= Will Birch =

British musician

Will Birch (born 12 September 1948) is an English music journalist, songwriter, record producer and drummer.

==Career==
Birch was born in Stratford, Essex, England. He played drums in various bands in the Southend area before helping to form The Kursaal Flyers in 1973. Featuring singer Paul Shuttleworth, the Flyers developed a strong live reputation on London's pub rock scene in the mid-1970s, and released several albums. Their biggest commercial success came in 1976 with the uncharacteristic Mike Batt-produced hit single "Little Does She Know", which Birch co-wrote.

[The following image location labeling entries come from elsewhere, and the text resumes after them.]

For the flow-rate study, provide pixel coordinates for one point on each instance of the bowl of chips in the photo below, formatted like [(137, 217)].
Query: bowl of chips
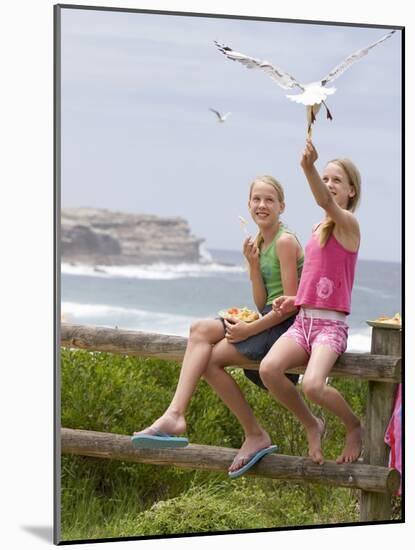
[(239, 313), (387, 322)]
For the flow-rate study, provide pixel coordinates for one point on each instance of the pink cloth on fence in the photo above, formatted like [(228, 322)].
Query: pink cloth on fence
[(393, 435)]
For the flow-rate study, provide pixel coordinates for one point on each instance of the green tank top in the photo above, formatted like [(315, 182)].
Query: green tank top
[(271, 269)]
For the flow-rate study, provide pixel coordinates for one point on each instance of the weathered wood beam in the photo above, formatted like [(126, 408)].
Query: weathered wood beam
[(364, 366), (217, 459)]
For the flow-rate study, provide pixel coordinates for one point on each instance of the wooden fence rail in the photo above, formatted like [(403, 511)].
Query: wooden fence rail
[(364, 366), (217, 459), (381, 368)]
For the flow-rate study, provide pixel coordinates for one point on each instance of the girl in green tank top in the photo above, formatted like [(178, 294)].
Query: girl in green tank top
[(274, 261), (271, 267)]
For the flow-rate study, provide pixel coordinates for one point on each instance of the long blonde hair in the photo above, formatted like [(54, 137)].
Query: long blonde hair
[(259, 239), (353, 175)]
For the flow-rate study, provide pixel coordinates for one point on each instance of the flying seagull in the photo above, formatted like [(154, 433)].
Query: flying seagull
[(312, 94), (221, 118)]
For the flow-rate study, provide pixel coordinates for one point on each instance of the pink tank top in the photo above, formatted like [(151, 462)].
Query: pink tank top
[(328, 274)]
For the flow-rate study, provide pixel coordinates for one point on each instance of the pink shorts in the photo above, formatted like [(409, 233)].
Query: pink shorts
[(309, 331)]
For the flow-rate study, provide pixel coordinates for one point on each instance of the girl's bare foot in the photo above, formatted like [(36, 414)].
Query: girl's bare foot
[(252, 444), (314, 434), (353, 445), (169, 423)]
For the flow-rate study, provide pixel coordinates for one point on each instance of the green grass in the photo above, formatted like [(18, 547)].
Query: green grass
[(106, 499)]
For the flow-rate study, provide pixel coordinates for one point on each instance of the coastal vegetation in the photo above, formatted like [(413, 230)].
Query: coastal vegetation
[(103, 499)]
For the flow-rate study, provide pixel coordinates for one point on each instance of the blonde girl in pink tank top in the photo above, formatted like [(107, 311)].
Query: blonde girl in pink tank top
[(319, 333)]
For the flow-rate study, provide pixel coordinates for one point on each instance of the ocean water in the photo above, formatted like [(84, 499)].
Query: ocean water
[(167, 298)]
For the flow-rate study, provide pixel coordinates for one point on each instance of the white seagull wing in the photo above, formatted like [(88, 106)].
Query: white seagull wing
[(348, 62), (216, 112), (281, 77)]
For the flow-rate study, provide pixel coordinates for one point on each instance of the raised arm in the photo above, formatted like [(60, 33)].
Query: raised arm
[(323, 192)]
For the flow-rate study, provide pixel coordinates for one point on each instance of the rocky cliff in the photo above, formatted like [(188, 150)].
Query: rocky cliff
[(103, 237)]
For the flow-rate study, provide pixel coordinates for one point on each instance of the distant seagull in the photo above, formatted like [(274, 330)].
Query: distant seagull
[(221, 118), (314, 93)]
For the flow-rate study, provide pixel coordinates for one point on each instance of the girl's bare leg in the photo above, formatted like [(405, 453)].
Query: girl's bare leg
[(283, 355), (315, 388), (203, 336), (256, 438)]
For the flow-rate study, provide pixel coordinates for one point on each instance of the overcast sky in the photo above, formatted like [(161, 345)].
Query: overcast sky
[(138, 136)]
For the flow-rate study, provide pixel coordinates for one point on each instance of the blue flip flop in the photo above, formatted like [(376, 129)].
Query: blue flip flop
[(159, 440), (253, 459)]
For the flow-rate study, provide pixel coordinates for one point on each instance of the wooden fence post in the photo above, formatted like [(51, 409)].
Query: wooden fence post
[(373, 506)]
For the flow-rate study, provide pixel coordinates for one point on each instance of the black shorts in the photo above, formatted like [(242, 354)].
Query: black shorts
[(256, 347)]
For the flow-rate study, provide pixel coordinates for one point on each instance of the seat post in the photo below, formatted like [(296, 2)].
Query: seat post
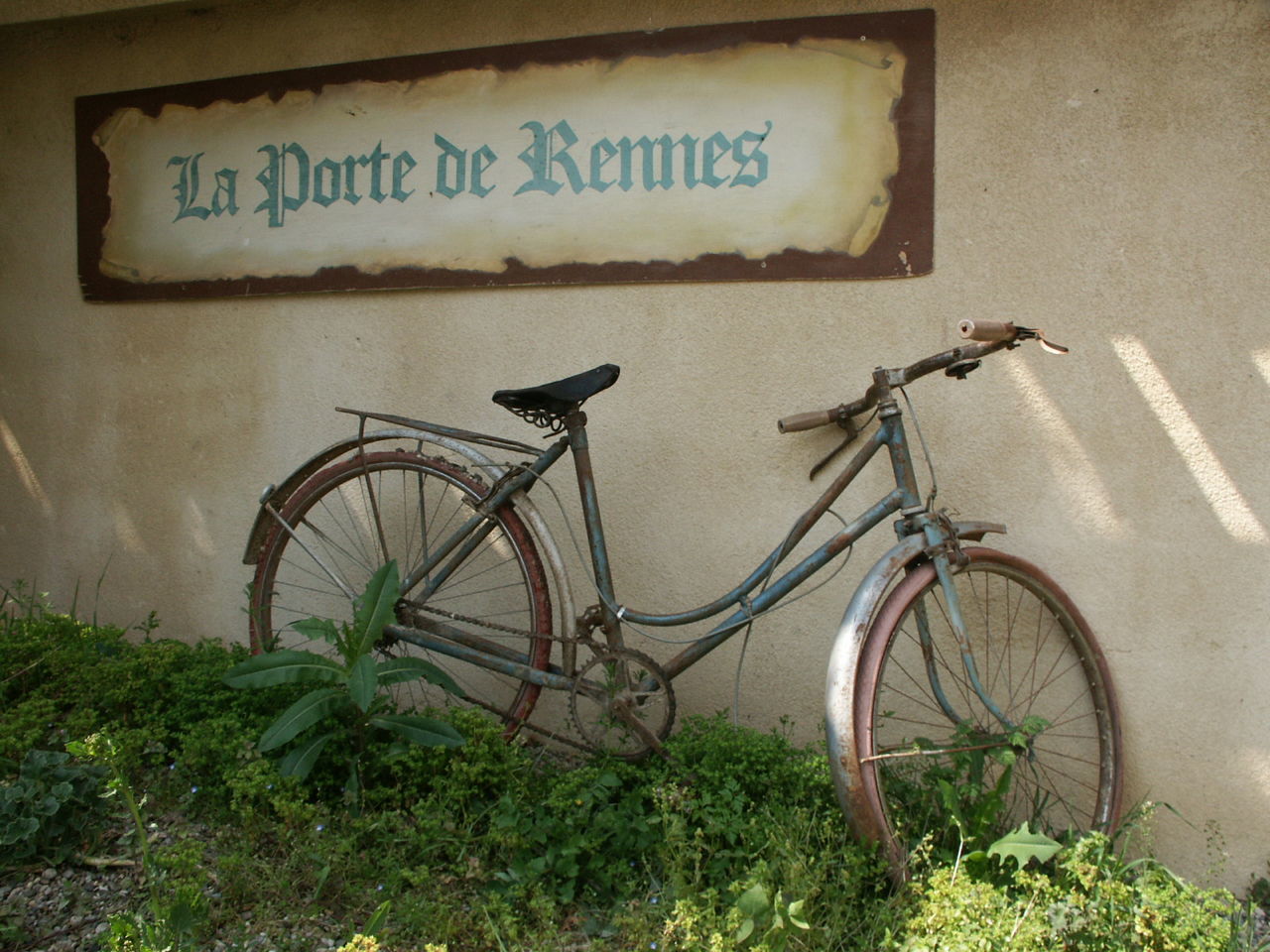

After The Kursaal Flyers disbanded in late 1977, Birch formed a power pop group, the Records. They released the minor hit "Starry Eyes" in 1978, again co-written by Birch; toured the United States; and recorded three albums, before splitting up in 1982.

Birch also co-wrote the song "A.1. on the Jukebox" with Dave Edmunds.

Meanwhile, Birch had already moved into production, working with the Liverpool-based band, Yachts, plus Billy Bremner of Rockpile, Desmond Dekker, The Long Ryders, and later Dr. Feelgood.

In the 1990s he moved into music journalism, writing many articles on the British music scene and, in 2000, writing an acclaimed account of the 1970s pub rock scene, No Sleep Till Canvey Island. He published a well-reviewed biography of Ian Dury, Ian Dury: The Definitive Biography in January 2010. His biography of Nick Lowe "Cruel To Be Kind – The Life & Music Of Nick Lowe" was published in August 2019.